After returning home, Trisha was consumed with grief. She also felt guilty for surviving when Troy had been lost. She says returning home was one of the hardest things she had to do. “Even in those early days, I think I put a lot of pressure on myself to put on a brave face and to try to cope, rather than giving myself over to the grieving process.” She did not face her grief and eventually putting on a public face became too big a burden. She started drinking alcohol to mask her pain. She told her friends and mother she wanted to end her life. She was eventually hospitalised for five days, recovering.
Her friend Jim Stynes says that due to her story being all over the media, Trisha wasn’t free to deal with her issues. Instead she had just been acting, when inside she was just a 24-year-old girl hurting because she’d lost the love of her life.

Trisha revisited Thailand not long after Troy’s death. “It was the best thing I did,” she says, “because the trip to Thailand gave me a passion to want to help the Thai people.” She decided to form the Reach Broadbridge Fund in memory of Troy and to contribute to the lives of others affected by the tsunami. This sense of purpose was part of the road to recovery for Trisha.
She decided to build an education centre and take educational equipment and toys for schoolchildren on Phi Phi island.
And instead of going on an end-of-season pleasure trip, Troy’s football team helped in its construction. Trisha also decided to take the Reach Foundation to South Australia to help young people there have the opportunities with Reach Foundation that had helped her so much.
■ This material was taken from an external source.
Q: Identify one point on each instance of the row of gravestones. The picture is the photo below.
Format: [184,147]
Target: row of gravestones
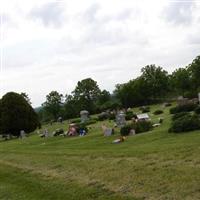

Trisha says she’s discovered there is no right way to grieve and that she’ll never judge others for how they do it. But, she says, she’s discovered that staying true to yourself is perhaps one of the best ways.
She hopes she may be of help to others who’ve lost a partner.

She authored a book called Beyond the Wave ,* which, she says, “helped me in my grieving process, as I had to face all the feeling I had instead of pushing them away.” Now she is pursuing a master’s degree in international development at RMIT, something in which she has had an interest for many years. “I’ve always had empathy for people in Third World countries, but I never did anything about it—never thought it was my problem.” Until now. Trisha plans to return to Phi Phi to teach for a month every year.

She feels that surviving the tsunami was a miracle, and she’s been given a second chance at life. But for Trisha, nothing about life is certain.
She says she’s learned to take risks and not to worry about the little things.

This journey has been so long and so hard and I have no idea what life has in store for me from here… . I want to leave others the same legacy Troy left me: a life of hope, a life lived with integrity, passion, determination and love. Everyone can make a difference in their own time.

*Beyond the Wave, Allen & Unwin, 2005, $A26.95.